②熊老还常常鼓励他力所能及的人们要团结起来,捍卫毛泽东思想,捍卫真正的共产党,捍卫共和国宪法,与修正主义者作殊死搏斗。我和骆玉涛网友就是他通过互联网认识、并受到鼓励的。
至此,熊老究竟是怎样一位共产党人?他是不是被上述第一位先生所指责的【糊涂蛋】?是不是没有【学过马列】?他是不是被上述第二位先生所攻击的【总是对某些当权者始终抱有不切实际的幻想】?【是不是右派敌特分子】?是不是【想让我们再幻想十年、二十年、三十年、一百年......一万年?????】相信大家已有共识。

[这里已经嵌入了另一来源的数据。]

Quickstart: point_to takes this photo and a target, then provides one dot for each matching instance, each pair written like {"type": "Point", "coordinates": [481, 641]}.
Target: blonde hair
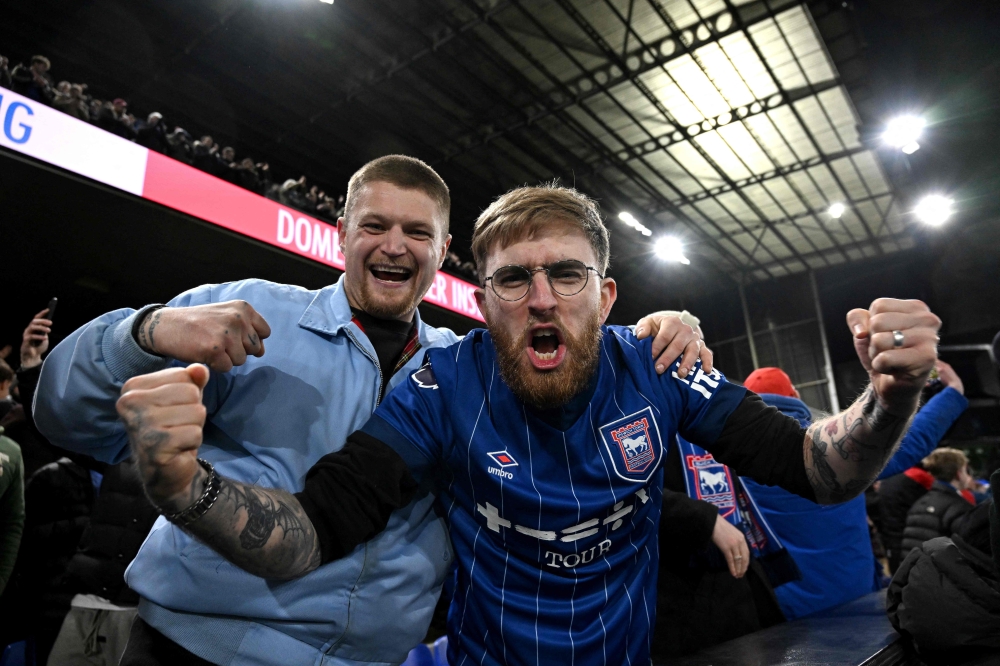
{"type": "Point", "coordinates": [522, 212]}
{"type": "Point", "coordinates": [404, 172]}
{"type": "Point", "coordinates": [945, 463]}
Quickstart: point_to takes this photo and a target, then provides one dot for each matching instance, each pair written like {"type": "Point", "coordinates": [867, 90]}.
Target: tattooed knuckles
{"type": "Point", "coordinates": [220, 335]}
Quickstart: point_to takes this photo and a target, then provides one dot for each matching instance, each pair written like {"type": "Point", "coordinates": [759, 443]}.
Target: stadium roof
{"type": "Point", "coordinates": [724, 123]}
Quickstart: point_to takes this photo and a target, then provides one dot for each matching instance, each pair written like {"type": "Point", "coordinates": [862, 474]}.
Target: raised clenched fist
{"type": "Point", "coordinates": [896, 341]}
{"type": "Point", "coordinates": [220, 335]}
{"type": "Point", "coordinates": [164, 417]}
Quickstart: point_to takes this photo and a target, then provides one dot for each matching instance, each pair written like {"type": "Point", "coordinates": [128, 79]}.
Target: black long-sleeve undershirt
{"type": "Point", "coordinates": [350, 494]}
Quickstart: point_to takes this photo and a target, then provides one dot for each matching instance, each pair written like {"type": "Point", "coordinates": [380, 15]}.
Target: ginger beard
{"type": "Point", "coordinates": [547, 389]}
{"type": "Point", "coordinates": [400, 301]}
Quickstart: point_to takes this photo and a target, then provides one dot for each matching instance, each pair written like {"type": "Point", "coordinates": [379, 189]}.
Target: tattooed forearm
{"type": "Point", "coordinates": [146, 340]}
{"type": "Point", "coordinates": [845, 453]}
{"type": "Point", "coordinates": [262, 530]}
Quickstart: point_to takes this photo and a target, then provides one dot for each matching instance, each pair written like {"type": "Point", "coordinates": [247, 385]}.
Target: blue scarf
{"type": "Point", "coordinates": [710, 481]}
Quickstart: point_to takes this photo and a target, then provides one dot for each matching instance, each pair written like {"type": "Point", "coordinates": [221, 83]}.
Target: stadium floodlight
{"type": "Point", "coordinates": [670, 248]}
{"type": "Point", "coordinates": [934, 209]}
{"type": "Point", "coordinates": [902, 132]}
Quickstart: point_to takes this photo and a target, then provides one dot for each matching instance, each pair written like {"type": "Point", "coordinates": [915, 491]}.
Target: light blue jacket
{"type": "Point", "coordinates": [269, 421]}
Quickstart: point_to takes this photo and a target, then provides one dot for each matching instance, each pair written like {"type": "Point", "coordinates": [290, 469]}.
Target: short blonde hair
{"type": "Point", "coordinates": [405, 172]}
{"type": "Point", "coordinates": [522, 212]}
{"type": "Point", "coordinates": [945, 463]}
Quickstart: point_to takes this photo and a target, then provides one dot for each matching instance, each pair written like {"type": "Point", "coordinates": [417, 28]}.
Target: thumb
{"type": "Point", "coordinates": [857, 321]}
{"type": "Point", "coordinates": [199, 374]}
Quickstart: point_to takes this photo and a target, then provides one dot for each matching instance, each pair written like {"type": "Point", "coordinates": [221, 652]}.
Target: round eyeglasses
{"type": "Point", "coordinates": [567, 278]}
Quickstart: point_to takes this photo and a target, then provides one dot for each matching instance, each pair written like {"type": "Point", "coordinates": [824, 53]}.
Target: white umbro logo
{"type": "Point", "coordinates": [503, 458]}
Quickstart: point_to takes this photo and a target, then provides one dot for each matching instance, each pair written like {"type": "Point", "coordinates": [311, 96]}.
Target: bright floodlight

而与熊老相反,口号喊叫的如此高昂的上述这两位先生,你们与修正主义者作斗争的具体表现又在何处?难道与修正主义者作斗争就仅凭你们这些高昂的口号、甚至是张三李四的直接点名么?你们这种作法的用意究竟何在?是想将左派的阵地和人员都十分清楚地暴露给修正主义者吗?或者你们另有高见,那为什么就不能平心静气的同志式的详细谈一谈呢?你们的这种态度起码也称得上是歇斯底里了吧?这应该是对同志的态度么?更何况是对待一位年老多病的革命老人?倘若左派队伍中再多几个像你们这样的人,请问,如此状况,还有望实现工农民众的大联合么?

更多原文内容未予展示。